The event, which celebrates the instrumental and festive music born in the Jewish communities of Eastern Europe in the eighteenthe century, takes place largely in Paris, but also in Lyon, Nice and Montpellier, from November 9 to 27.

The Jazz’n’Klezmer festival celebrates from November 9 to 27 its 20e anniversary with its temple guardians, Denis Cuniot, Yom and DJ Socalled, the Israeli jazz scene, and an increasingly assumed oriental touch. This year, the concerts are mainly planned in Paris, epicenter of the event, but also in Lyon, Nice and Montpellier.

“It’s a festival that is evolving well, which remains on its editorial line and which manages to renew itself every year”, considers the pianist Denis Cuniot, on the program for the eighth time in twenty years, in a creation for klezmer melodies and poetry. He was one of the first in France to revive the memory of klezmer, an instrumental and festive music born in the Jewish communities of Eastern Europe in the 18th century.

After nearly disappearing under the influence of pogroms, successive waves of emigration and the Holocaust, this music with repetitive motifs leading to trance was reborn in the 1970s with Buenos Aires as its starting point. This revival spread to Europe and France in the 1990s. Driven by this revival, Albert Kadouche, then director of the Espace Rachi Cultural Action Center, a center of Jewish culture in Paris, and his assistant Deborah Benassouline , also a jazz singer, launch the Jazz’n’Klezmer festival.

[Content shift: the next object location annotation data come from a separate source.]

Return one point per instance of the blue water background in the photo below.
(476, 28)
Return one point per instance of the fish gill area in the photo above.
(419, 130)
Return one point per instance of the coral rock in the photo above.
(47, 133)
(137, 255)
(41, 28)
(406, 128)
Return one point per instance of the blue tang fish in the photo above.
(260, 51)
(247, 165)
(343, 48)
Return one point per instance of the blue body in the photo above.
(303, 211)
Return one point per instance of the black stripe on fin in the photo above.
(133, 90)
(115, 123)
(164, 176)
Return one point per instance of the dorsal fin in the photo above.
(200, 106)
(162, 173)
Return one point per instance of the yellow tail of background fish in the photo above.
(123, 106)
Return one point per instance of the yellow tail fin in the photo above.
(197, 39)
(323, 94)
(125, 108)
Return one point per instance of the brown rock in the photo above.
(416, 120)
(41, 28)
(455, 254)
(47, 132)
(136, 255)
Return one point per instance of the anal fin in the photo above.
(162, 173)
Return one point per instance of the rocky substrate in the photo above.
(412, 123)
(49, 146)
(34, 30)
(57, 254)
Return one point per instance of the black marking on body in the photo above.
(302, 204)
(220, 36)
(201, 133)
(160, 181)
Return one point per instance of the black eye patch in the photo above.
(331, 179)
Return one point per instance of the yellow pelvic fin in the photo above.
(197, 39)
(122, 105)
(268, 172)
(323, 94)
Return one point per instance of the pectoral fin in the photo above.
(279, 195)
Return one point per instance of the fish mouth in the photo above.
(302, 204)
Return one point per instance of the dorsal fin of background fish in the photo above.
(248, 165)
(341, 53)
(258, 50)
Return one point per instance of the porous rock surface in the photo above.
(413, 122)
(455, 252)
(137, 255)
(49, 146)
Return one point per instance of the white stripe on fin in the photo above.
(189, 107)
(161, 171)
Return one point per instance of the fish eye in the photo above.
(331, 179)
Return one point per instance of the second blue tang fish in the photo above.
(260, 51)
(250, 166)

“I’m not sure his audience is growing, but there’s an enduring klezmer scene, very varied, with all facets of this music,” believes Denis Cuniot. Himself, the clarinettist Yom and DJ Socalled, will each give their version of a klezmer which, while evolving, has opened up to other styles: sometimes extroverted, festive, electro, mystical or literary.

Jazz’n’Klezmer also highlights the Israeli scene, represented this year by the duo Omer Avital (double bass)-Yonathan Avishai (piano) and the quartet of saxophonist Eli Degibri. The oriental touch will be brought in closing on November 27 by the Arabian-rock and the electro-oriental trances of the Marseille group Temenik Electric and the duo DuOud mixing the Middle Eastern notes of the oud – the equivalent of the lute in the Arab world – and electro. Or by Yemen blues, an Israeli band that offers a fusion of Yemeni songs, groove and funk.